In the previous non-radioactive predictive test studies [8], chemical inhibition method showed that the percentage metabolic rates of CYP3A4, 2D6, and 2C8 were 37.5%, 24.5%, and 20.0%, respectively, while the recombinant enzyme method indicated that tinengotinib was mainly metabolized by CYP3A4. In the current study, the human recombinant CYP isozymes (3A4, 2C8, and 2D6) and non-CYP isozymes (FMO3, AO, XO) were incubated with [14C]tinengotinib to confirm whether the metabolites observed in plasma could be monitored. The results showed that relevant plasma metabolites were detected in human rCYP3A4, but no metabolites were detected in recombinant human rCYP2C8, 2D6, FMO3, AO, and XO. The most significant finding to emerge from the analysis was that tinengotinib has limited metabolism, mainly via CYP3A4.

However, there were no metabolic enzymes involved in metabolic pathways that contributed to more than 25% of drug elimination, and no circulating metabolites that accounted for more than 10% of the total drug-related exposure in plasma were observed. These results suggest tinengotinib is metabolically stable. Taken together, it could be hypothesized that tinengotinib is unlikely to exhibit significant ethnic sensitivity based on its PK properties.

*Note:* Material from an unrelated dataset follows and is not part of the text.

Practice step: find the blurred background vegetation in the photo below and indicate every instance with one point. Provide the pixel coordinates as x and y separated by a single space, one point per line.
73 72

As shown, tinengotinib is metabolized by CYP3A4, but rarely metabolites, suggesting that CYP450 inhibitors or inducers may have less impact on tinengotinib exposure. As per the guideline [12,13,14], no further studies are needed to evaluate metabolite-mediated safety and DDI potential. Taken together, tinengotinib showed minimal potential for perpetrating transporter- and enzyme-mediated DDIs with co-administered drugs [8]. However, considering that CYP3A4 inhibitors or inducers are widely used in clinical practice, the concomitant use of tinengotinib with a strong CYP3A4 inhibitor (e.g., itraconazole) or inducer (e.g., rifampin) will be explored in clinical pharmacological trials in healthy volunteers to evaluate the DDI potential.

4.4 Conclusions

In conclusion, the human mass balance study in this paper provides guidance for the clinical pharmacology development program, including DDI potential and special populations (i.e., renal or hepatic impairment) investigations, and helped validate the animal species used in toxicology studies.